RT-PCR amplification of the R-dystrophin transcript from the retina using a conventional primer set revealed one product comprising exon R1 and exons 30 to 32 (R-dys α). In contrast, three amplified products were obtained when a forward primer at the far 5'-end of exon R1 was employed for RT-PCR. R-dys α, and a shorter form in which 98 bp was deleted from exon R1 (R-dys β), were the two major products. A minor, short form was also identified, in which 143 bp was deleted from exon R1 (R-dys γ). The two primary retinal products (R-dys α and β) encoded an identical open reading frame. The 98 bp deleted in R-dys β was identified as a cryptic intron that was evolutionarily acquired in higher mammals. The shorter R-dys β was expressed in several tissues with a wide range in expression level, while R-dys α was retina specific. The 5'-UTRs of R-dys α and β were examined for translational activity using a dual luciferase assay system. Unexpectedly, the 5'-UTR of R-dys β showed lower translational activity than that of R-dys α. This lower activity was presumed to be due to the removal of internal ribosome entry sites by activation of cryptic intron splicing.

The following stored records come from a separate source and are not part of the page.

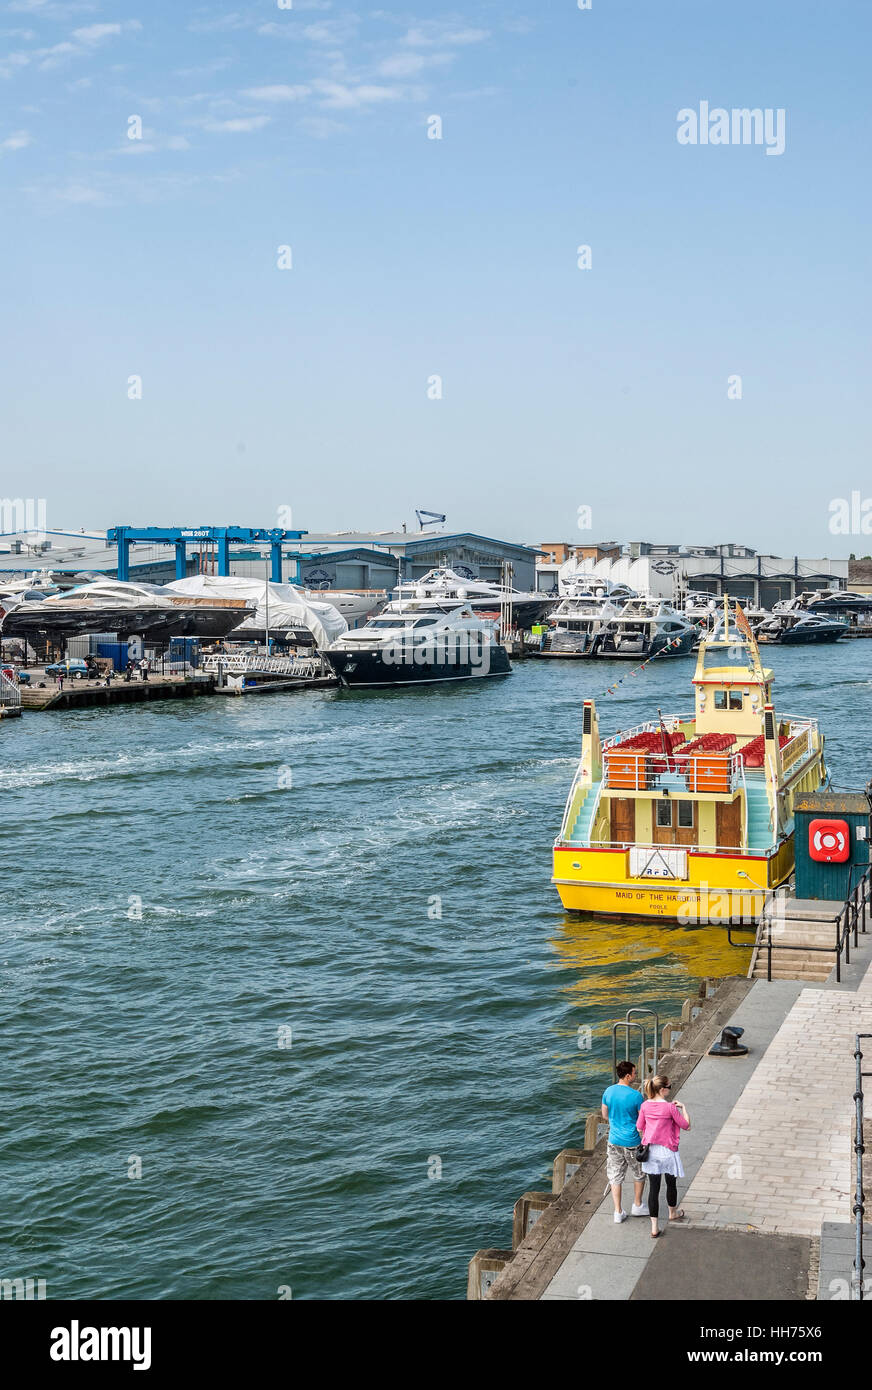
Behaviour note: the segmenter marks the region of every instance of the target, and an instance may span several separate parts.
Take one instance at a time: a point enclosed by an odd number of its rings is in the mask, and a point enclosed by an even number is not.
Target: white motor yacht
[[[664,598],[628,599],[604,624],[593,655],[623,660],[650,656],[684,656],[699,640],[700,630]]]
[[[443,566],[430,570],[420,579],[408,579],[394,589],[395,601],[436,599],[440,602],[467,604],[473,613],[499,617],[503,605],[510,608],[513,627],[528,628],[554,602],[550,594],[522,593],[519,589],[503,588],[485,579],[467,578],[456,570]]]
[[[468,604],[433,598],[389,603],[364,627],[331,642],[322,656],[346,686],[429,685],[512,670],[492,621],[477,617]]]

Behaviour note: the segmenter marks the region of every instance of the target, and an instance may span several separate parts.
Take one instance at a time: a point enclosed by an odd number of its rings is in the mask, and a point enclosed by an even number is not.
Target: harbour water
[[[862,787],[872,643],[763,658]],[[692,673],[527,662],[6,724],[0,1274],[462,1298],[580,1142],[611,1021],[747,965],[718,928],[574,920],[549,883],[582,698],[610,733],[687,708]]]

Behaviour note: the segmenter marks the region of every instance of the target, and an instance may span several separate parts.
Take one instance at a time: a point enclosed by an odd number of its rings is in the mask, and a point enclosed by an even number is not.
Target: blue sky
[[[872,495],[870,40],[853,0],[0,0],[0,493],[869,553],[828,504]],[[784,153],[680,145],[701,100]]]

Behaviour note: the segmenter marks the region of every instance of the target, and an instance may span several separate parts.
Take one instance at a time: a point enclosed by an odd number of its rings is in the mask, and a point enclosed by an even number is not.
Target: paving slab
[[[649,1236],[648,1244],[656,1245],[657,1242]],[[638,1256],[592,1255],[586,1251],[573,1251],[563,1261],[560,1272],[552,1279],[546,1293],[596,1303],[610,1300],[625,1302],[639,1282],[644,1268],[645,1260]]]
[[[798,1303],[807,1296],[811,1241],[802,1236],[683,1227],[652,1244],[634,1302]]]
[[[797,980],[776,980],[771,984],[756,981],[736,1009],[730,1021],[745,1029],[742,1038],[748,1045],[748,1054],[743,1057],[705,1056],[691,1072],[680,1088],[678,1099],[683,1101],[691,1117],[691,1129],[681,1136],[681,1159],[686,1177],[679,1180],[679,1203],[688,1184],[704,1163],[712,1144],[720,1133],[728,1115],[747,1087],[766,1049],[778,1032],[785,1016],[790,1012],[804,986]],[[732,1184],[731,1184],[732,1187]],[[602,1189],[600,1189],[602,1191]],[[714,1201],[717,1194],[710,1194]],[[624,1186],[624,1209],[629,1211],[632,1199],[632,1184]],[[732,1191],[725,1186],[719,1205],[734,1200]],[[646,1196],[643,1201],[647,1203]],[[678,1231],[679,1223],[674,1223],[660,1240],[651,1239],[651,1225],[645,1217],[630,1216],[620,1225],[613,1220],[611,1196],[604,1197],[598,1210],[591,1217],[581,1235],[548,1284],[547,1294],[576,1296],[579,1285],[593,1290],[609,1288],[611,1292],[594,1292],[594,1299],[627,1299],[634,1285],[628,1281],[637,1269],[637,1276],[645,1268],[652,1253],[663,1244],[673,1231]],[[666,1227],[665,1193],[661,1195],[661,1220]],[[745,1214],[736,1211],[727,1221],[717,1220],[716,1224],[745,1224]],[[603,1260],[617,1260],[620,1272],[604,1280]],[[566,1276],[564,1278],[564,1275]]]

An evolutionarily-acquired cryptic intron was identified in the 5'-UTR of the human R-dystrophin transcript. The two abundant R-dystrophin transcripts in the retina showed different translational activities in vitro owing to their differential splicing of the cryptic intron. This evolutionarily-acquired alternative splicing may act as a molecular switch that regulates translation of the R-dystrophin transcript.

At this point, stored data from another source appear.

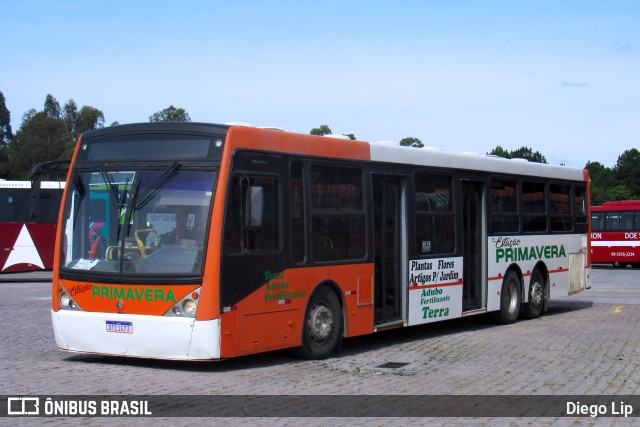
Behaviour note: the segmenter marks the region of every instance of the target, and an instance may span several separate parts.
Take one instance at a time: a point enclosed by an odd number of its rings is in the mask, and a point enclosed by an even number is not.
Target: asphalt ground
[[[2,425],[634,425],[638,418],[611,412],[625,403],[640,411],[638,269],[595,268],[591,289],[550,302],[535,320],[499,326],[480,315],[386,331],[346,339],[322,361],[277,351],[211,363],[61,352],[50,273],[10,276],[0,276],[0,395],[142,396],[204,416],[160,410],[158,418],[34,422],[3,413]],[[545,412],[541,396],[563,408],[577,399],[605,405],[608,414]],[[432,402],[440,402],[437,416],[423,417]],[[523,402],[530,410],[521,411]],[[224,417],[211,416],[213,404]],[[478,408],[482,416],[472,416]]]

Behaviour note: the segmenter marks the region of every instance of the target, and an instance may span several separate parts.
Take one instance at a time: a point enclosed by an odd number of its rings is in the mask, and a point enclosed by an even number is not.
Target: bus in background
[[[51,270],[64,182],[0,181],[0,273]]]
[[[640,200],[591,207],[591,261],[640,268]]]
[[[343,337],[536,318],[588,287],[588,185],[582,169],[247,126],[86,132],[60,215],[55,340],[317,359]]]

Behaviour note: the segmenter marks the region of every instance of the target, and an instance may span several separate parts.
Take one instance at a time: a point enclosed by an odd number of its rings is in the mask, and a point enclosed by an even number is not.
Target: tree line
[[[149,121],[191,121],[191,118],[184,109],[171,105],[152,114]],[[113,122],[111,126],[118,124]],[[0,178],[28,180],[32,168],[39,163],[70,160],[78,137],[104,126],[101,110],[88,105],[78,107],[73,99],[61,106],[52,95],[47,95],[43,109],[27,111],[14,133],[11,113],[0,91]]]
[[[183,108],[173,105],[153,113],[150,122],[191,121]],[[117,126],[118,122],[110,126]],[[86,131],[105,126],[101,110],[78,105],[70,99],[60,106],[52,96],[47,95],[41,111],[31,109],[22,117],[20,128],[13,133],[11,114],[6,107],[4,94],[0,91],[0,178],[7,180],[28,180],[31,169],[38,163],[50,160],[69,160],[73,155],[78,137]],[[311,135],[333,134],[324,124],[311,129]],[[355,140],[353,133],[344,134]],[[406,137],[399,145],[422,148],[419,138]],[[547,163],[547,159],[538,151],[523,146],[516,150],[506,150],[500,145],[487,154],[522,158],[532,162]],[[585,169],[591,176],[591,202],[600,205],[609,200],[640,199],[640,151],[636,148],[626,150],[613,168],[599,162],[587,162]],[[60,179],[60,178],[58,178]]]

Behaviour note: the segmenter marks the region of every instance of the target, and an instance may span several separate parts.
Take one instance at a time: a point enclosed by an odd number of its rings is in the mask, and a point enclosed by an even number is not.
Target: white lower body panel
[[[220,358],[220,319],[51,311],[61,350],[154,359]],[[120,332],[110,332],[117,322]],[[130,325],[130,326],[129,326]]]

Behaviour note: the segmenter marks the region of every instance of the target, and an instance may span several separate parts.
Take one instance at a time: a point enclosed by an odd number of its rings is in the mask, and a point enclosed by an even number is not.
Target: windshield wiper
[[[104,183],[107,185],[107,190],[109,190],[109,198],[111,199],[111,202],[113,203],[113,207],[117,210],[120,209],[120,200],[118,198],[118,187],[116,187],[116,185],[113,182],[113,179],[111,179],[111,175],[109,175],[109,172],[107,172],[107,168],[104,164],[100,165],[100,175],[102,176],[102,180],[104,181]]]
[[[140,195],[138,196],[138,189],[136,188],[136,194],[131,198],[131,203],[129,203],[129,207],[134,209],[142,209],[147,203],[153,200],[154,197],[158,194],[158,192],[167,185],[169,181],[173,179],[173,177],[178,173],[178,170],[182,167],[182,163],[174,163],[162,173],[155,181],[153,181]],[[138,199],[139,200],[136,200]]]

肌营养不良蛋白(DMD)基因突变会导致杜氏或贝克型肌营养不良症(DMD/BMD)。DMD基因的第29号内含子含有一个视网膜特异性启动子。来自该启动子的短R-肌营养不良蛋白转录本有一个视网膜特异性外显子1(R1)与DMD基因的外显子30相连。据称,这是导致DMD/BMD患者出现眼科问题的原因。本研究对人R-肌营养不良蛋白5'-非翻译区(5'-UTR)的结构进行了表征。
通过逆转录聚合酶链反应(RT-PCR)从人视网膜和其他20种人体组织RNA中扩增人R-肌营养不良蛋白转录本的5'-UTR。通过测序鉴定扩增产物。使用双荧光素酶检测系统测量携带不同5'-UTR的转录本的翻译活性。

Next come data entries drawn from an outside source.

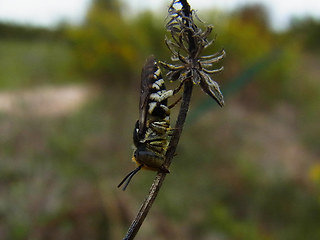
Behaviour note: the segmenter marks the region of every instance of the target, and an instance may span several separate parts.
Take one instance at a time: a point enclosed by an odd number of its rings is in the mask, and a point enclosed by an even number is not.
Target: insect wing
[[[140,103],[139,103],[139,136],[146,132],[149,96],[154,82],[153,73],[156,70],[155,58],[150,56],[141,73]]]

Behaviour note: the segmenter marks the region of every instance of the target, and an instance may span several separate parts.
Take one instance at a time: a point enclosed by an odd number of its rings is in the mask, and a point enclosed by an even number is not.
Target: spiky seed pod
[[[165,38],[165,43],[172,54],[171,60],[176,63],[160,62],[160,64],[168,70],[169,80],[184,82],[191,79],[220,106],[223,106],[223,95],[218,83],[212,79],[212,75],[223,70],[223,67],[217,69],[213,67],[225,57],[226,52],[221,50],[209,56],[201,56],[203,50],[214,42],[214,39],[208,39],[213,27],[208,25],[204,30],[199,28],[194,23],[194,17],[201,21],[196,12],[191,10],[186,14],[179,3],[179,0],[173,0],[169,7],[166,29],[171,37]]]

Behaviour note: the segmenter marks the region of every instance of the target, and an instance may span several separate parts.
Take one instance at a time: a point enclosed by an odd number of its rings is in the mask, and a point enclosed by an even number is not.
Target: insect
[[[141,73],[139,120],[133,130],[136,149],[132,161],[137,164],[137,168],[118,185],[121,187],[124,184],[123,190],[141,169],[169,172],[163,163],[172,131],[170,108],[173,105],[168,106],[168,98],[173,94],[173,90],[166,89],[154,56],[149,57]]]

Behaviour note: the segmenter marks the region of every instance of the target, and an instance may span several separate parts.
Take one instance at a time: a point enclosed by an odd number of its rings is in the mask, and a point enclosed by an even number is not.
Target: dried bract
[[[167,77],[171,81],[181,82],[191,79],[220,106],[223,106],[223,95],[218,83],[211,76],[223,70],[223,67],[214,69],[213,66],[223,59],[226,53],[221,50],[209,56],[201,56],[203,50],[214,42],[214,40],[208,40],[213,27],[208,25],[204,30],[199,28],[194,23],[194,17],[201,21],[196,12],[192,10],[186,14],[178,0],[172,2],[168,13],[169,20],[166,28],[171,37],[170,39],[166,37],[165,43],[172,53],[171,60],[177,63],[160,62],[168,70]]]

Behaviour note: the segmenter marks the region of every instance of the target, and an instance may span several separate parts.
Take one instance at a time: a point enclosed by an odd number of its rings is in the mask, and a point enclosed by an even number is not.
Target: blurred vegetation
[[[98,88],[56,117],[0,103],[2,239],[121,239],[148,191],[153,172],[125,193],[116,185],[133,168],[142,64],[168,58],[165,22],[122,9],[96,0],[81,25],[56,30],[0,24],[1,103],[3,91],[18,98],[39,85]],[[215,25],[208,53],[227,52],[217,76],[226,107],[195,89],[192,121],[137,238],[320,239],[320,21],[275,32],[260,5],[198,14]]]
[[[0,23],[0,88],[79,82],[75,56],[58,29]]]
[[[0,39],[0,88],[19,89],[79,82],[75,57],[66,42]]]
[[[163,29],[151,13],[126,20],[117,1],[94,1],[84,25],[71,29],[69,38],[79,69],[105,83],[123,84],[135,79],[150,52],[163,56]]]
[[[290,34],[303,42],[303,47],[309,51],[319,53],[320,46],[317,39],[320,38],[320,22],[312,17],[293,19]]]
[[[42,27],[21,26],[10,22],[0,22],[0,39],[9,40],[56,40],[63,37],[62,28],[48,29]]]

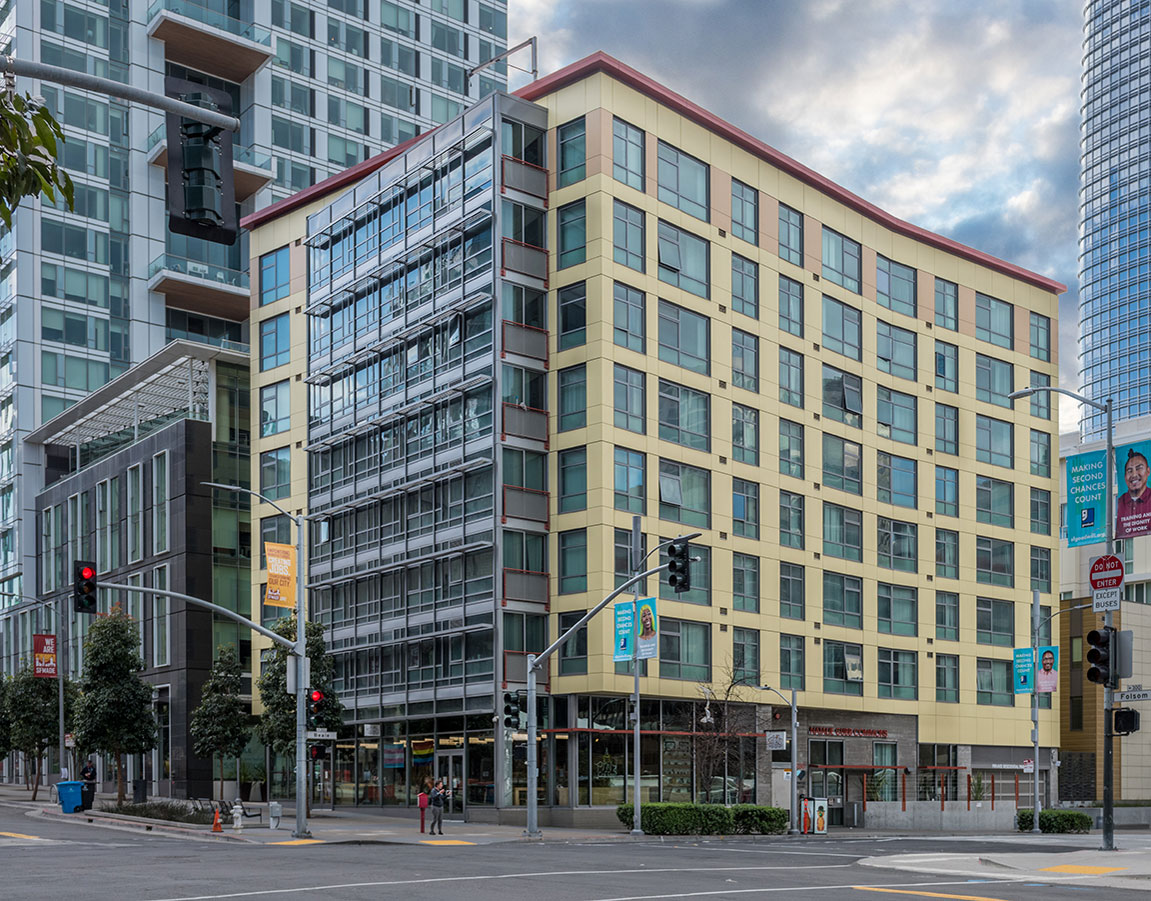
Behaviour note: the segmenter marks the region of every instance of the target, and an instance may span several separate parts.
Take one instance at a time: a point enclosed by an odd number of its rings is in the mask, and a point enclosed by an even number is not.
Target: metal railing
[[[219,282],[233,288],[248,290],[248,274],[238,269],[228,269],[226,266],[217,266],[215,263],[205,263],[200,260],[189,260],[170,253],[162,253],[148,264],[148,278],[157,272],[179,272],[193,278],[202,278],[209,282]]]
[[[202,25],[219,28],[221,31],[234,34],[236,37],[244,38],[255,44],[272,46],[272,32],[267,28],[261,28],[252,22],[233,19],[231,16],[216,12],[214,9],[208,9],[199,3],[191,3],[189,0],[156,0],[148,9],[148,21],[151,22],[164,11],[175,13],[178,16],[186,16]]]

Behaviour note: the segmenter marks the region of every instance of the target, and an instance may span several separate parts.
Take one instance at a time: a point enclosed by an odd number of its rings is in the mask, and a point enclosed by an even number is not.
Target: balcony
[[[538,197],[548,205],[548,170],[543,166],[516,159],[504,154],[500,166],[500,193],[511,188],[532,197]]]
[[[503,521],[508,517],[530,519],[532,522],[548,522],[548,493],[536,488],[520,488],[518,485],[504,485]]]
[[[508,687],[509,682],[524,683],[528,681],[528,654],[537,653],[529,651],[504,651],[504,680],[503,688]],[[547,672],[543,674],[542,688],[544,691],[551,691],[551,674],[552,666],[551,660],[546,662]]]
[[[548,602],[548,574],[532,572],[528,569],[505,569],[504,600],[546,604]]]
[[[168,62],[242,82],[272,58],[272,33],[188,0],[156,0],[148,36],[164,42]]]
[[[548,333],[547,329],[536,328],[534,325],[524,325],[508,319],[503,324],[503,347],[500,356],[505,354],[519,354],[521,357],[531,357],[541,360],[544,368],[548,365]]]
[[[504,238],[501,258],[500,275],[518,272],[520,275],[538,278],[545,288],[548,286],[548,252],[544,248],[514,238]]]
[[[148,266],[148,290],[167,295],[167,305],[239,321],[248,317],[248,275],[212,263],[161,254]]]
[[[163,123],[148,136],[148,162],[165,172],[168,170],[168,128]],[[271,154],[235,144],[232,145],[232,171],[236,203],[243,203],[276,177]]]
[[[531,438],[542,441],[544,447],[548,446],[548,411],[537,410],[535,407],[525,407],[523,404],[502,404],[502,427],[500,440],[508,435],[516,438]]]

使用常规引物对从视网膜进行R-肌营养不良蛋白转录本的RT-PCR扩增,得到一个包含外显子R1和外显子30至32的产物(R-dysα)。相比之下,当使用位于外显子R1 5'-末端远端的正向引物进行RT-PCR时,获得了三种扩增产物。R-dysα和一种从外显子R1缺失98 bp的较短形式(R-dysβ)是两种主要产物。还鉴定出一种次要的短形式,其中外显子R1缺失了143 bp(R-dysγ)。两种主要的视网膜产物(R-dysα和β)编码相同的开放阅读框。R-dysβ中缺失的98 bp被鉴定为一个在高等哺乳动物中进化获得的隐蔽内含子。较短的R-dysβ在几种组织中表达,表达水平差异很大,而R-dysα是视网膜特异性的。使用双荧光素酶检测系统检测R-dysα和β的5'-UTR的翻译活性。出乎意料的是,R-dysβ的5'-UTR显示出比R-dysα更低的翻译活性。这种较低的活性被认为是由于隐蔽内含子剪接的激活导致内部核糖体进入位点的去除。
在人R-肌营养不良蛋白转录本的5'-UTR中鉴定出一个进化获得的隐蔽内含子。视网膜中两种丰富的R-肌营养不良蛋白转录本由于其对隐蔽内含子的不同剪接,在体外显示出不同的翻译活性。这种进化获得的可变剪接可能作为一种分子开关来调节R-肌营养不良蛋白转录本 的翻译。